Vorrausgesetzt es ist MySQL


----------



## IceStore (30. Apr 2012)

Ja, davon bin ich jetzt einfach mal ausgegangen xD.


----------



## eRaaaa (30. Apr 2012)

IceStore hat gesagt.:


> Ja, davon bin ich jetzt einfach mal ausgegangen xD.


->


> Driver={Microsoft Access Driver (*.mdb)



Wohl eher nicht 
Probiere mal 
SELECT TOP 5 ...

ALL, DISTINCT, DISTINCTROW, TOP Predicates - Access - Office.com


----------



## SexyPenny90 (30. Apr 2012)

Ich schreibe die TOP 5 in ein Array rein, jetzt ist ja die Frage, wie ich dann dementsprechend die Zeile auswählen kann.

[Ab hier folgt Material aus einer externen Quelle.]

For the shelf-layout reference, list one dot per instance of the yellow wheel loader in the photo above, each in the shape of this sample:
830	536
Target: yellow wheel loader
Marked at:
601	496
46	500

Also das ist jetzt sortiert und jetzt soll die Höchstpunktzahl in Array[0] die zweite höchste in Array[1], .... bis eben fünf.

Deshalb bringt mir das bis jetzt ja nichts oder?


----------



## SexyPenny90 (30. Apr 2012)

eRaaaa hat gesagt.:


> ->
> 
> 
> Wohl eher nicht
> ...



Danke mit SELCET TOP 5 * hat es geklappt


----------



## Marcinek (30. Apr 2012)

Da du die erste auf der Welt bist, die sowas machen möcht, verstehe ich, dass man die Antwort nicht mittels google gefunden hat.


----------